# 2/13 Forum Rollback



## Chris (Feb 13, 2008)

Long story short, today's posts and new registrations have been lost. The reason for this is because of Drew. If you registered today, you'll need to reregister. 

Pardon the inconvenience.


----------



## jaxadam (Feb 13, 2008)

You go girl!


----------



## ohio_eric (Feb 13, 2008)

You mean Drew threatening to let some daylight through you and JJ has been lost forever? 

Oh how future generations will suffer.


----------



## Abhorred (Feb 13, 2008)

All progress requires pain. Such is the way of the warrior.

Hail the victorious dead posts! Hail!

[action=Abhorred]wouldn't mind buying Chris a beer for getting the site back online and dealing with all the shit today.[/action]


----------



## Chris (Feb 13, 2008)

No sooner do I get everything working:







THAT ONE WASN'T MY FAULT!


----------



## D-EJ915 (Feb 13, 2008)

very nice

for the *4th* time today, right after I get on and start going at posting the site dies


----------



## m3ta1head (Feb 13, 2008)

Drew


----------



## Scott (Feb 13, 2008)

Because of the site being down, I was forced to visit drew's extremely out of date website to kill time.


----------



## Chris (Feb 13, 2008)

[action=Chris]hopes you don't check mine[/action]


----------



## playstopause (Feb 13, 2008)

Scott said:


> Because of the site being down, I was forced to visit drew's extremely out of date website to kill time.

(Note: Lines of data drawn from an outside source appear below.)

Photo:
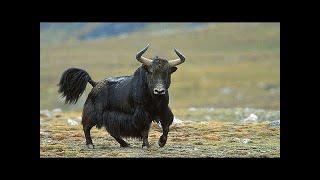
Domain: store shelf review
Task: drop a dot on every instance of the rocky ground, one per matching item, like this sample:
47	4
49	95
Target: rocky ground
205	132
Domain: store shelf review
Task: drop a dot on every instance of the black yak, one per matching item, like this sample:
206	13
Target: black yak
126	105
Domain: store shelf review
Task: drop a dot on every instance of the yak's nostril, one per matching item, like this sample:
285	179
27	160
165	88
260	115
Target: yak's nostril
159	91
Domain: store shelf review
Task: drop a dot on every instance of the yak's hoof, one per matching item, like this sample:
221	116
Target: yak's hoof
125	145
162	141
90	146
146	145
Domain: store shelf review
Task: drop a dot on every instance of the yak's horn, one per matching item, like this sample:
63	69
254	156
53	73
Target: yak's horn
143	60
176	62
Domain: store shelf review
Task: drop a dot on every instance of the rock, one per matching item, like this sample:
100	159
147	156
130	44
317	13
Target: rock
275	123
225	90
57	110
192	109
251	119
72	122
45	113
177	121
246	141
207	117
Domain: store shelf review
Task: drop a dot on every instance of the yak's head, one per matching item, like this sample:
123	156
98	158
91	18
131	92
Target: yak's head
159	71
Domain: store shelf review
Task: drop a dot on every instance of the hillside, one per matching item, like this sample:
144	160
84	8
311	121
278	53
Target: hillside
192	134
227	65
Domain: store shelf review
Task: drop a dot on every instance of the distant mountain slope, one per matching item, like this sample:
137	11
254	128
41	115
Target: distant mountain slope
62	32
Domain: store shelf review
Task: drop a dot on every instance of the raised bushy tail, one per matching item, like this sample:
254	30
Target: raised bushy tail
72	84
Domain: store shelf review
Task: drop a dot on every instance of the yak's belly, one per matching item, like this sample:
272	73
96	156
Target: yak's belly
124	125
118	94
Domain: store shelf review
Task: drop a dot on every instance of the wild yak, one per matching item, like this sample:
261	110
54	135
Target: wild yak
126	105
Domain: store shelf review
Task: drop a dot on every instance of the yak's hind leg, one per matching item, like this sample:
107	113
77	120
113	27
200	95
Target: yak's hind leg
166	119
145	138
87	125
121	141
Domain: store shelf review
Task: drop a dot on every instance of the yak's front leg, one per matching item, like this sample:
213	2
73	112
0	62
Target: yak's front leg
166	119
145	138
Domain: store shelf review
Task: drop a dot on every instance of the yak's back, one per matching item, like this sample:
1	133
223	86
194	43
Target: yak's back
112	93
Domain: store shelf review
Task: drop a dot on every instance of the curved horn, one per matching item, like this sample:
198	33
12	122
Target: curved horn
176	62
143	60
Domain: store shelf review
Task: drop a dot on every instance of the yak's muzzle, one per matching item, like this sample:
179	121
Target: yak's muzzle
159	91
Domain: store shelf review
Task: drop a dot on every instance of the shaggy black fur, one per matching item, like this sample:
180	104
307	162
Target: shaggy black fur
125	106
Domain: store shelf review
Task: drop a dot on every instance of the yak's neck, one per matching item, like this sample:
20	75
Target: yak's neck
142	94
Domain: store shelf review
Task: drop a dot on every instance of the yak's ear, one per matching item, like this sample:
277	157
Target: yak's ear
147	68
173	69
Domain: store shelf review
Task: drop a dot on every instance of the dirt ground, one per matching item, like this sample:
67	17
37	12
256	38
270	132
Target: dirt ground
188	139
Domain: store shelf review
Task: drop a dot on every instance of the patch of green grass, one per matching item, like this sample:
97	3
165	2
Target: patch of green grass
211	138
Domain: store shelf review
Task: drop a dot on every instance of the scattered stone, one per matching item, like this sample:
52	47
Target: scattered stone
251	119
236	139
226	90
275	123
45	113
192	109
57	110
207	117
198	143
176	121
72	122
246	141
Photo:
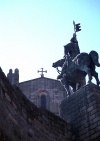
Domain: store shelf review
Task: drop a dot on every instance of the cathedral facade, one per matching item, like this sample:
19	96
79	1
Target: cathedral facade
43	92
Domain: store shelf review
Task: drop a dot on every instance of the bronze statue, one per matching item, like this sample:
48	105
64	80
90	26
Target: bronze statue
75	65
74	71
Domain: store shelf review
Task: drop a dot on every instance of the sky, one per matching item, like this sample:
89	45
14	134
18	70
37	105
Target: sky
33	33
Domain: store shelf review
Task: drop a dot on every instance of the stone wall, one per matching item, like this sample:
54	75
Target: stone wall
21	120
82	111
52	89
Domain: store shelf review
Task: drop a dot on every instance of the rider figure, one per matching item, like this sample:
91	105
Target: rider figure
71	51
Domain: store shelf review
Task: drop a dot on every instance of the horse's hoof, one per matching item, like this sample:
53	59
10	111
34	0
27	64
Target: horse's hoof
89	82
59	77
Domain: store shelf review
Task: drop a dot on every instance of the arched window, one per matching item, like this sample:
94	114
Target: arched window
43	101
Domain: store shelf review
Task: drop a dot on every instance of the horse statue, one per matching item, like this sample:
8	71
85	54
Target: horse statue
75	70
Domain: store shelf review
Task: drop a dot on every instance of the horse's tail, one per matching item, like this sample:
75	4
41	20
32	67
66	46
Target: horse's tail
94	57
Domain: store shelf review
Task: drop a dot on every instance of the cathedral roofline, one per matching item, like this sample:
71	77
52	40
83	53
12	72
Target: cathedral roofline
38	79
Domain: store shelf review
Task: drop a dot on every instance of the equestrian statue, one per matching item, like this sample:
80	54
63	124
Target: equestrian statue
75	65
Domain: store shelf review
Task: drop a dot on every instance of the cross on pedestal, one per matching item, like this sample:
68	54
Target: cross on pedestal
42	71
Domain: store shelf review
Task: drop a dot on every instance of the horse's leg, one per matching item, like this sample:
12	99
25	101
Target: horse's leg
87	70
95	74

 I did that too. Out of date indeed.


----------



## Abhorred (Feb 13, 2008)

Chris said:


> No sooner do I get everything working:
> 
> THAT ONE WASN'T MY FAULT!



 

[Leonidas] We're in for one wild night. [/Leonidas]


----------



## D-EJ915 (Feb 13, 2008)

Scott said:


> Because of the site being down, I was forced to visit drew's extremely out of date website to kill time.


my site is more magical  But there's not actually anything important on it.


----------



## Scott (Feb 13, 2008)

Chris said:


> [action=Chris]hopes you don't check mine[/action]



No worries. I got to yours the other day 

How's that album coming along? Wee bit past the release date, eh? Ah that's alright. I'm sure you're working hard on it.


----------



## Alex-D33 (Feb 13, 2008)

no comment


----------



## Kevan (Feb 14, 2008)

Heh heh....they called you Christopher.


----------



## Rick (Feb 14, 2008)

Kevan said:


> Heh heh....they called you Christopher.





YEAH YEAH!!!

*Rick hopes others picked up on the Beavis and Butthead reference.*


----------